En esta labor de formación, os animo igualmente a que prestéis una particular atención a los jóvenes. Presentadles en toda su autenticidad y riqueza los altos ideales de la vida y la espiritualidad cristiana. Éste es el modo privilegiado para suscitar y cultivar las vocaciones al ministerio sacerdotal y a la vida religiosa. Pero esto será posible sólo si, en el seno de las familias, los jóvenes aprenden los valores y pautas de vida aptos para afrontar los retos del presente. Y en este Año de la Familia cómo no asociarme a vuestra justificada preocupación ante las graves amenazas que hoy atentan contra la institución familiar? Las rupturas matrimoniales, la plaga del aborto, la mentalidad anticoncepcional, la corrupción moral, las infidelidades y violencias son otros tantos factores que ponen en peligro la familia, célula fundamental de la sociedad y de la Iglesia.

10. Un motivo de especial sufrimiento para vosotros es el difícil momento que atraviesa hoy vuestro País, donde muchas personas y familias, además de otros arduos problemas, sufren las graves consecuencias de la crisis económica.
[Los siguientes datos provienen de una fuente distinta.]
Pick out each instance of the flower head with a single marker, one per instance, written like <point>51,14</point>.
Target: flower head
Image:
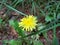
<point>28,23</point>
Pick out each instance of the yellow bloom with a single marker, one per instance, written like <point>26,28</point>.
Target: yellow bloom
<point>28,23</point>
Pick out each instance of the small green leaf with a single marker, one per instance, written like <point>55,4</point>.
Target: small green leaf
<point>15,42</point>
<point>55,41</point>
<point>0,20</point>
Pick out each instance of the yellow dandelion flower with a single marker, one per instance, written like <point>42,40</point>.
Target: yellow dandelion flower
<point>28,23</point>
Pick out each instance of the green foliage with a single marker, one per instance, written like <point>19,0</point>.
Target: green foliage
<point>49,9</point>
<point>17,28</point>
<point>37,42</point>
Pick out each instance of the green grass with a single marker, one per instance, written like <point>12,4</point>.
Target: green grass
<point>39,8</point>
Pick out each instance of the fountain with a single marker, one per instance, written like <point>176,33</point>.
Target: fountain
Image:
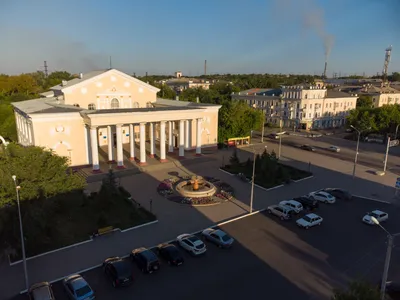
<point>196,187</point>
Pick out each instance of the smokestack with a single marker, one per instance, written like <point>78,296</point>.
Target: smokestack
<point>326,65</point>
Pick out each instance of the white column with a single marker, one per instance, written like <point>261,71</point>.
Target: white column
<point>120,154</point>
<point>198,137</point>
<point>162,142</point>
<point>94,148</point>
<point>110,144</point>
<point>152,140</point>
<point>181,138</point>
<point>142,143</point>
<point>132,142</point>
<point>187,134</point>
<point>170,137</point>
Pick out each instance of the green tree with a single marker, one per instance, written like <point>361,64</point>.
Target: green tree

Ante la situación angustiosa de tantos hermanos que se ven privados de los bienes más fundamentales, habéis afirmado en vuestro documento colectivo “El amor todo lo espera”: “Los obispos de Cuba rechazamos cualquier tipo de medida que, pretendiendo sancionar al Gobierno cubano, contribuya a aumentar las dificultades de nuestro pueblo”. A este propósito, deseo unirme a vuestra acción solidaria en favor de los más desprotegidos, a la vez que aliento a los organismos eclesiales e internacionales de ayuda humanitaria y asistencial para que, en el ámbito de la imprescindible libertad para realizar su labor, continúen contribuyendo generosamente a aliviar las necesidades de tantos hermanos nuestros que carecen de lo necesario para una vida auténticamente humana.
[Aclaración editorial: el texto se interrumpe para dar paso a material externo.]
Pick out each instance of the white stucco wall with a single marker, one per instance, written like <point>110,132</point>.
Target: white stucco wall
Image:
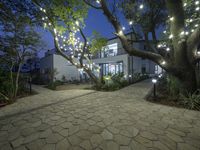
<point>46,63</point>
<point>123,58</point>
<point>65,69</point>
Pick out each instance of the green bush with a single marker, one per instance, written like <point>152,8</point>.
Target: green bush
<point>53,85</point>
<point>173,86</point>
<point>112,82</point>
<point>191,100</point>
11. Queridos hermanos, el Papa os agradece vivamente la abnegada labor en favor de las Iglesias particulares que el Señor ha confiado a vuestros cuidados pastorales, la cercanía y solicitud por quienes más sufren, vuestra indefectible solidaridad con el pueblo a pesar de las dificultades. El pueblo de Dios en Cuba espera y necesita vuestra guía espiritual para poder purificarse y afianzar así en la verdad sus creencias religiosas. Como habéis expresado en el documento antes citado “ todos quisiéramos, y ésta es nuestra constante oración, que en Cuba reinara el amor entre sus hijos, un amor que cicatrice tantas heridas abiertas por el odio, un amor que estreche a todos los cubanos en un mismo abrazo fraterno, un amor que haga llegar para todos la hora del perdón, de la amnistía, de la misericordia. Un amor, en fin, que convierta la felicidad de los demás en la felicidad propia ”.

Al volver a vuestras diócesis os ruego que transmitáis a los sacerdotes, diáconos, religiosos, religiosas y fieles el saludo entrañable del Papa, que en todos piensa y por todos ora con gran afecto. En el corazón materno de la Virgen de la Caridad del Cobre, Patrona de Cuba, pongo mi ferviente deseo de poder ir un día a visitarles y compartir con ellos las riquezas de nuestra fe, el gozo de nuestra esperanza, el testimonio del amor que todo lo puede.

Mientras encomiendo al Señor vuestras personas e intenciones pastorales, para que llevéis a cabo con ilusión y gozo las tareas de la nueva evangelización, os imparto una especial Bendición Apostólica.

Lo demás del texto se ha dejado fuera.